İslam dünyasına gelecek olursak, güç ve iktidarın Allah’tan bir emanet olduğu ve liderlerin kibirlenmek yerine alçakgönüllülüğü seçmeleri gerektiği sıkça vurgulanır. Hz. Ömer’in hayatı, bir liderin iktidara rağmen nasıl tevazu içinde kalabileceğinin en güzel örneklerinden biridir. Halife Hz. Ömer, Arap Yarımadası’ndan Mısır’a, Suriye’den İran’a kadar devasa bir coğrafyayı fethetmesine rağmen sade bir yaşam sürmüş ve kibirden kaçınmıştır. Kudüs’ün fethi sonrası şehre mütevazı bir şekilde, bir deve üzerinde ve yalın ayak girmiştir.

Emevî halifesi Ömer bin Abdülaziz’in sarayında bir köle her sabah “Ey Ömer, Allah’tan kork!” diye seslenirdi. Bu gelenek, daha sonra Nasihatü’l-Müluk (Hükümdarlara Öğütler) literatürünün doğmasına vesile olmuştur. Abbasi halifeleri, özel müzekkir (hatırlatıcı) görevliler bulundururdu. Bu görevliler siyah giyinir ve her cuma hutbesinde halifeye ölümü hatırlatırdı. Osmanlı’nın cülus törenlerinde ise “Mağrurlanma padişahım, senden büyük Allah var” nidası, Osmanlı siyaset felsefesinin özünü yansıtır. Bu gelenek, “Daire-i Adliye” kavramıyla birlikte düşünülmelidir. Padişahın mutlak gücü, şeriat, örf ve geleneklerle sınırlandırılmıştı.

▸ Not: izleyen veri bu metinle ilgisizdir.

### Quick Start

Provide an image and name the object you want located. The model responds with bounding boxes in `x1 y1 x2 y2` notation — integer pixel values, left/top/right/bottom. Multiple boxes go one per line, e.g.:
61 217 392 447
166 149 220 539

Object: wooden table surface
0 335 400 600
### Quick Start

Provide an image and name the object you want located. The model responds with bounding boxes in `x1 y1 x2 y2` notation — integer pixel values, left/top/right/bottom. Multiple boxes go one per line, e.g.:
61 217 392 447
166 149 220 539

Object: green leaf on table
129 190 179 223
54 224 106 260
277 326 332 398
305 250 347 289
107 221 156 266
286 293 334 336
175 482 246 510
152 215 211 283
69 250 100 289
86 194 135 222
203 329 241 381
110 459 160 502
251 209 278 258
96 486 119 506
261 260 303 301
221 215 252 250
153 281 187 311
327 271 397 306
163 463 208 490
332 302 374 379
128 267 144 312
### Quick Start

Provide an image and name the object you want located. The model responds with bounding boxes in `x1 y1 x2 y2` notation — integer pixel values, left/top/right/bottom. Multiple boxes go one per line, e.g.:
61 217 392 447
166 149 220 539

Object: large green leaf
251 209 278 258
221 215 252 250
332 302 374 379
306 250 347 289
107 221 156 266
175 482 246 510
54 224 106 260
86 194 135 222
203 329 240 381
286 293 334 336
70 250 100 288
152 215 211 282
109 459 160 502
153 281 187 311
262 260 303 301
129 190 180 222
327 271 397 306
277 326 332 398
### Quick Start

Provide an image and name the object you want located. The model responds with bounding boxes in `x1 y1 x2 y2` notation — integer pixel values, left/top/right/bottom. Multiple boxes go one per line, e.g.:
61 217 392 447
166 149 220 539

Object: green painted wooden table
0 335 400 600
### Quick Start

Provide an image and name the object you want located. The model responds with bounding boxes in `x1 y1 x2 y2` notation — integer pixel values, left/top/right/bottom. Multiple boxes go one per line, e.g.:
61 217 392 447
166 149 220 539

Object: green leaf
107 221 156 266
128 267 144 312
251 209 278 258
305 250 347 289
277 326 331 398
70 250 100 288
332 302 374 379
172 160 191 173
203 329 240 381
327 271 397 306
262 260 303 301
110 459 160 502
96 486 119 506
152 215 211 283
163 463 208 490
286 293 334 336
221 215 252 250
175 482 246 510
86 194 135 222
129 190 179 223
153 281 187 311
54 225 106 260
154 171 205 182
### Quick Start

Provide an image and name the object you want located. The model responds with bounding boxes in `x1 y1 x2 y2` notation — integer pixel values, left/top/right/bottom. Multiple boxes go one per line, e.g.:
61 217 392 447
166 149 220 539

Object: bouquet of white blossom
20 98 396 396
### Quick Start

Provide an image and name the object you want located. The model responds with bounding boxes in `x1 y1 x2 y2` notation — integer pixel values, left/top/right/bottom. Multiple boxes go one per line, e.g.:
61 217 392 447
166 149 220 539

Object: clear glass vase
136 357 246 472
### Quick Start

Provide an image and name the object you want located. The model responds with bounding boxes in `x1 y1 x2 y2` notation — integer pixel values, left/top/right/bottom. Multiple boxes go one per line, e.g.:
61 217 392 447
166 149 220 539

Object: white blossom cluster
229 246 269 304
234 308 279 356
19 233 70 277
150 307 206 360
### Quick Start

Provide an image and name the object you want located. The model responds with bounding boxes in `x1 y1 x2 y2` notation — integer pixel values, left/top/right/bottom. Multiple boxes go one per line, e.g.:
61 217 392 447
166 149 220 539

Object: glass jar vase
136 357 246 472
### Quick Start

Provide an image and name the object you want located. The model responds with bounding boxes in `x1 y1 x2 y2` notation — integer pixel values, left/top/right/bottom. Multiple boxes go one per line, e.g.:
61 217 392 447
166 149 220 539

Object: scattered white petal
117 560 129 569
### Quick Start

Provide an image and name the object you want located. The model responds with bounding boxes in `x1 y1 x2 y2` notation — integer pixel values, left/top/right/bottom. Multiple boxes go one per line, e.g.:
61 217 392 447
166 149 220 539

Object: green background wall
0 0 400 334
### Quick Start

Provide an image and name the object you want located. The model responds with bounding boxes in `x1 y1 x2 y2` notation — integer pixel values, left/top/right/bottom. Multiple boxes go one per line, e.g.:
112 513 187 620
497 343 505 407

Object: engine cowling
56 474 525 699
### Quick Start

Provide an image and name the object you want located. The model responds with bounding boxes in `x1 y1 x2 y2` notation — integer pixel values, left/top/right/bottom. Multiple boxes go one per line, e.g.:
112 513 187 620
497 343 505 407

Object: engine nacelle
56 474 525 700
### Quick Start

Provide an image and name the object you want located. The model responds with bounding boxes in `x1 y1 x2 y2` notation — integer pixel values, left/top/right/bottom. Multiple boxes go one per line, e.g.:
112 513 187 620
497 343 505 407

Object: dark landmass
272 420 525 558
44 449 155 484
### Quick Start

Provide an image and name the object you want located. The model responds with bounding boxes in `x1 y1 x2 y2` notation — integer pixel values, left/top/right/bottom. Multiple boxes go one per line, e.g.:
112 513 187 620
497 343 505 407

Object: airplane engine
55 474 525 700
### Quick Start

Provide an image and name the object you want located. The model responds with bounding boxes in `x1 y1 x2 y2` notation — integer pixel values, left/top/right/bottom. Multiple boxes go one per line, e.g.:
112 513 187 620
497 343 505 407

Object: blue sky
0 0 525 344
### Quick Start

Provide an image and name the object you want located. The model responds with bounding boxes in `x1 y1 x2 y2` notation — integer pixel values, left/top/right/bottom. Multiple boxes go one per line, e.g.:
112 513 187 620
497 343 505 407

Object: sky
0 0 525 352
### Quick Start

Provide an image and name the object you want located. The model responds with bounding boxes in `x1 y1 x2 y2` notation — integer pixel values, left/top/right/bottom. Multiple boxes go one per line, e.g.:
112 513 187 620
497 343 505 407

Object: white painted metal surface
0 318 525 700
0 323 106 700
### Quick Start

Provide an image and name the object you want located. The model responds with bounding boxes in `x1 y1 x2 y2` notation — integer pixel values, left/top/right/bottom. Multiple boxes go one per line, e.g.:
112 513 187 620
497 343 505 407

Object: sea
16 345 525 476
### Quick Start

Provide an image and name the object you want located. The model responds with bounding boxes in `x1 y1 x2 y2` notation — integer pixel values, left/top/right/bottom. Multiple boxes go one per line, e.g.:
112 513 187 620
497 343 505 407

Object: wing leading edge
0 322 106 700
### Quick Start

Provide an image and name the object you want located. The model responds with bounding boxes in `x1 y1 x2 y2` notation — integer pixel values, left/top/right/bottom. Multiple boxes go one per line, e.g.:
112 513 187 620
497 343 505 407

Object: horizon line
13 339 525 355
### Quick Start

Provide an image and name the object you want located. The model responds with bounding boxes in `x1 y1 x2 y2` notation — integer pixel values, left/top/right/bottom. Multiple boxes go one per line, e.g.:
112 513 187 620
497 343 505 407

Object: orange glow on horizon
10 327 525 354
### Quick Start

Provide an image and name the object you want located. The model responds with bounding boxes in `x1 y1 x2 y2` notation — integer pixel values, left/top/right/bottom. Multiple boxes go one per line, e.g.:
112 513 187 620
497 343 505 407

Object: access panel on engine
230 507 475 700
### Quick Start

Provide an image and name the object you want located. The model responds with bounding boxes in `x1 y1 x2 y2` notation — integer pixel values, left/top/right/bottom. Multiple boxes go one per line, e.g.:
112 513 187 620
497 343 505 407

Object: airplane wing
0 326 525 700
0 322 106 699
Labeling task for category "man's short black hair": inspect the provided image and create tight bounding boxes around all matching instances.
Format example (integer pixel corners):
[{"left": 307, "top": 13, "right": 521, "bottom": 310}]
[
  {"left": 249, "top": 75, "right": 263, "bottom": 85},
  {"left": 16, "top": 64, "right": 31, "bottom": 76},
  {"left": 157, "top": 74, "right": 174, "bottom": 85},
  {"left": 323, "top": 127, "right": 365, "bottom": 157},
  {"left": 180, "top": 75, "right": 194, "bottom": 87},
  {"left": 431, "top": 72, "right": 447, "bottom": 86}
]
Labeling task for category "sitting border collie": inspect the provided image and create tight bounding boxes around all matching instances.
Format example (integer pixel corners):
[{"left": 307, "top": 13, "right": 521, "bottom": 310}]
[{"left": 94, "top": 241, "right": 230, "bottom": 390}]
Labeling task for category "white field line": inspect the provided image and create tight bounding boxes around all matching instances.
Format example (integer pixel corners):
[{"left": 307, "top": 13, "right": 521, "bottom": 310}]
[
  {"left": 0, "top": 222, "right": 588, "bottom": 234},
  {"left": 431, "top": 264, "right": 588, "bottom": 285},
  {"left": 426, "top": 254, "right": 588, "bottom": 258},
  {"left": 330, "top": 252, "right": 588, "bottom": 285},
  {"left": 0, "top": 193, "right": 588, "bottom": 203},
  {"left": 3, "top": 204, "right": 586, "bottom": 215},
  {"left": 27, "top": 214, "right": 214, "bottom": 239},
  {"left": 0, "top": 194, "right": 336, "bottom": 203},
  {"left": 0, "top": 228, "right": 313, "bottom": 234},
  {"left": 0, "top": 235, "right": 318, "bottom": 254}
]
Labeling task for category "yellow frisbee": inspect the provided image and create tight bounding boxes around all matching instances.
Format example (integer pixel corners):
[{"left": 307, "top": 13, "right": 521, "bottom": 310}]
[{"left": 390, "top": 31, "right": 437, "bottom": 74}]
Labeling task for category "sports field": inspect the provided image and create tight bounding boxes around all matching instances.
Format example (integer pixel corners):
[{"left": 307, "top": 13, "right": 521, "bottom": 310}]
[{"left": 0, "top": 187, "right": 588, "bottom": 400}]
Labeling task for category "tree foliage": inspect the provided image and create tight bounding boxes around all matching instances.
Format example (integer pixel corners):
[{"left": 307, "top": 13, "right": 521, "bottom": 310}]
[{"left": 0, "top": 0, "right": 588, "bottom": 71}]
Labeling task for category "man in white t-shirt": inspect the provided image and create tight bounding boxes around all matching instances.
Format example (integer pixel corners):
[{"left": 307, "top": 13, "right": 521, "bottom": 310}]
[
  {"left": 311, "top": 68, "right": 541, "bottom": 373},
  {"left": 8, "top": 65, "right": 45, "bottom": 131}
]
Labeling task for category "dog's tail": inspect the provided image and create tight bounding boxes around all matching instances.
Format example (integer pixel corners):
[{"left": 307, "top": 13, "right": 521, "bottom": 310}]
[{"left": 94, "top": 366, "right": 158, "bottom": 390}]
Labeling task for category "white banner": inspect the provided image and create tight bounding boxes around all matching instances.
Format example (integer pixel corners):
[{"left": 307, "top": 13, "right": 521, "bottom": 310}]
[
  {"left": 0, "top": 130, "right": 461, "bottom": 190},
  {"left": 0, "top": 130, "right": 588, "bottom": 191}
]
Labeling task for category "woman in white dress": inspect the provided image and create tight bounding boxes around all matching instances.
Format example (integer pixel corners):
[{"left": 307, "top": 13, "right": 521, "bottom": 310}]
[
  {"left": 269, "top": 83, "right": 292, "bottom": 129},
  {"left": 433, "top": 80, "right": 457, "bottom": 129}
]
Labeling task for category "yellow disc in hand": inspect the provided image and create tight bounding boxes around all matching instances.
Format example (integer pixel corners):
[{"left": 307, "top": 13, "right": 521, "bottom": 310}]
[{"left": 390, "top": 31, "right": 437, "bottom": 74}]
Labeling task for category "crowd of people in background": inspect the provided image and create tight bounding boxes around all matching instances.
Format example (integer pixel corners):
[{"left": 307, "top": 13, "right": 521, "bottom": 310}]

Kur’an-ı Kerim’de Lokman Suresi’nde şöyle buyrulur:

“Yeryüzünde böbürlenerek yürüme. Unutma ki sen ne yeri yarabilirsin ne de dağlarla boy ölçüşebilirsin.” (Lokman, 31:18)

Bu ayet, insanın sınırlı bir varlık olduğunu ve her ne kadar güç sahibi gibi görünse de aslında her şeyin üstünde olan bir kudret olduğunu hatırlatır.

İslam dünyasındaki uygulamalar, Roma’daki hatırlatıcı köle geleneği ve Avrupa’daki ritüellerle benzerlik gösteriyor gibi görünse de aslında tevazunun insanlığın ortak etik değerlerinden biri olduğunun en net kanıtıdır. Yani iktidarın sınırlandırılması ve tevazu ritüelleri, medeniyetlerin ortak bilgeliğini yansıtır.

Günümüz demokrasilerindeki kurumsal denetim mekanizmaları, bu kadim geleneklerin modern yansımaları olarak görülebilir. Ancak teknoloji çağında iktidarın aldığı yeni formlar, geleneksel denetim mekanizmalarının yetersiz kalma riskini de beraberinde getirmektedir. Bu tarihsel mirasın günümüz dünyasındaki yansımaları, modern demokratik kurumların gelişiminde önemli rol oynamıştır. Ancak günümüzün karmaşık iktidar ilişkileri, bu kadim bilgeliğin yeniden yorumlanmasını ve güncellenmesini gerektirmektedir.